Wednesday, 9 April 1997
Steven Wright, Comedian, April 8, 1997
Melbourne Concert Hall from April 8, 1997
Reviewed by Kate Herbert on April 8, 1997
Published in The Melbourne Times in April 1997 (editor, Robin Usher)
Edward de Bono may write books about lateral thinking but Steven Wright lives them. In fact, he lives it on a planet far from ours. He inhabits the Planet Tangent that is populated by missing verbal links, living dreams, lost thoughts and ideas which turn your brain inside out.
"Don't think about it too much, " he quips after a particularly obtuse reference. "Even I don't know what I'm talking about." His one-liners are mind-bendingly funny. They come thick and fast with no let-up.
Even the pauses are hilarious. His timing is impeccable. Wright instinctively knows the answer to what might be one of his own rhetorical questions. "How long is the perfect comedy pause?"

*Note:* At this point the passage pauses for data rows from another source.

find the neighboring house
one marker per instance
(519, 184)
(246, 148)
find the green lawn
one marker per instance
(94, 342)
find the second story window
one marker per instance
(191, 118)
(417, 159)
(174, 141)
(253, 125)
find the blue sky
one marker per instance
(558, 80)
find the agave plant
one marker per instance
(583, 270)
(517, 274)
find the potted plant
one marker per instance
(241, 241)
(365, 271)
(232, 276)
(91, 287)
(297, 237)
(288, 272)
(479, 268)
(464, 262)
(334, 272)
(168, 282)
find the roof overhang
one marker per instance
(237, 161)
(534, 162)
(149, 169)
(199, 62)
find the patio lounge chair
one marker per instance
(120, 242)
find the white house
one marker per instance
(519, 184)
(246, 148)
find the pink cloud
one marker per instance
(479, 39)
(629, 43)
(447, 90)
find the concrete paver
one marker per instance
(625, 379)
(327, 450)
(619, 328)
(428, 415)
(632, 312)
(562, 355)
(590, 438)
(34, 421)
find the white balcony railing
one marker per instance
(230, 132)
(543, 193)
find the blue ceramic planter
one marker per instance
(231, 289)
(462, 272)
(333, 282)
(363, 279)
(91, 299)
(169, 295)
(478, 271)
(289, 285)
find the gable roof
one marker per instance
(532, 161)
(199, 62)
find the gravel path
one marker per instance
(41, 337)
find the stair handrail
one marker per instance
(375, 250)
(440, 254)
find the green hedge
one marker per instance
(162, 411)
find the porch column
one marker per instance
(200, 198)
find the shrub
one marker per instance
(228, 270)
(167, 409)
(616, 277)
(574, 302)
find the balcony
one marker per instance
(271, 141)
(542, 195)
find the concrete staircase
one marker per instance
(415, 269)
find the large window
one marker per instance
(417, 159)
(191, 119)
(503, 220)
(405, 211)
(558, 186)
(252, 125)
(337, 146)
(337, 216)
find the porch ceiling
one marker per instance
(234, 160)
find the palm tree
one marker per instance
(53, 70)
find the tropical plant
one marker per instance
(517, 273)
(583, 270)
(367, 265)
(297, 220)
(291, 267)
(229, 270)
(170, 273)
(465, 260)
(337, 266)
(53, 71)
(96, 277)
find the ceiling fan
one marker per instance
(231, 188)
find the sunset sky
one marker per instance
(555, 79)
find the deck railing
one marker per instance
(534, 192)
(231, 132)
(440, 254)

He is "a peripheral visionary", a comic conceptual artist who despises "primitive linear thinking." His show is like an hour and a half of those mind-teasers on the funny pages - only better - and weirder.
Much of the material was in his 1996 show but it is funny the second third and probably every time. Nothing connects. There is no through-line, no narrative, no hooks to hold one's sanity together. It is dizzying, like being over-medicated on a very hot day. Ninety minutes is almost too much funniness.
When he walks off-stage saying, "I just remembered my mother told me not to talk to strangers," we are left alone, all 2,000 of us, laughing at the space where he stood.
He says he was mentally tortured as a child by a weird grandfather and a witty but cruel father who "tried to make me go insane."
He now values only obscure thought processes and tortures the rest of the human race with convoluted yet somehow obvious concepts. He is the child who made the teacher's head explode and the adult who drives every victim to distraction - and weeping.